On the centenary year of the Jallianwala massacre, a formal apology would have been widely welcomed. As many believed, and are still of the opinion, a formal apology would give some closure to the people of the Subcontinent, if not exonerate the British of their original sin.

It will be shameful on our part if we ignore the intangible elements of the massacre. By defining who the culprit and the victim, we have inadvertently placed the incident in isolation. In reality, the Jallianwala massacre shows how an authoritarian reacts when challenged by dissenters. And our fight should be against those that favour the rule of the tyrant. And, before patting our backs, we need to do some soul-searching.

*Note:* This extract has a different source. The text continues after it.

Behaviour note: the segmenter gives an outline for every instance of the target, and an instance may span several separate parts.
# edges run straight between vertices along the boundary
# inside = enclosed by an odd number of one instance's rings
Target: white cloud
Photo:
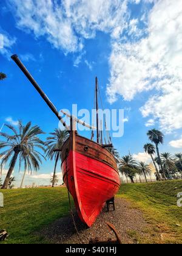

In the north of Pakistan, we witnessed similar brutality in the late 1940s when some 600 unarmed protesters were killed through the use of brutal force. Even today, people who raise voice against growing injustices are ruthlessly killed on campus. Some even die of surprisingly unusual natural causes (of unheard of sudden cervical fracture). Some are forced to end their life to escape the humiliation that people high on power subject them to. Some are killed at their doorstep. Some are made to leave the country. Those who take to the streets to protest against unpaid dues are cruelly beaten. Some bear the brunt of systematic discrimination.

Like the British Empire, the Indian government uses force against the Kashmiri people. The military presence in the valley is unprecedented. Cocooned in its offices, the Indian ruling elite has turned the plight of Kashmiris into a political game. The only Muslim-majority area under India’s rule has not seen a single day without conflict. The BJP’s ascent to power has also turned the life of Indian minority communities into hell. Since India knows how painful it is to be under the rule of a tyrant, it should try to not be proud of trampling democratic principles.

Whether or not the British government renders an apology, the wounds of the Jallianwala Bagh massacre will always remain fresh. Nothing can justify this brutality. But those who want to learn a lesson from history and who do not want to be ranked in the same category as the empire of fear should call out instances that are undemocratic. The death of even a single person whose only crime is to exercise his/her democratic right is the death of democracy.

The writer is a freelance contributor.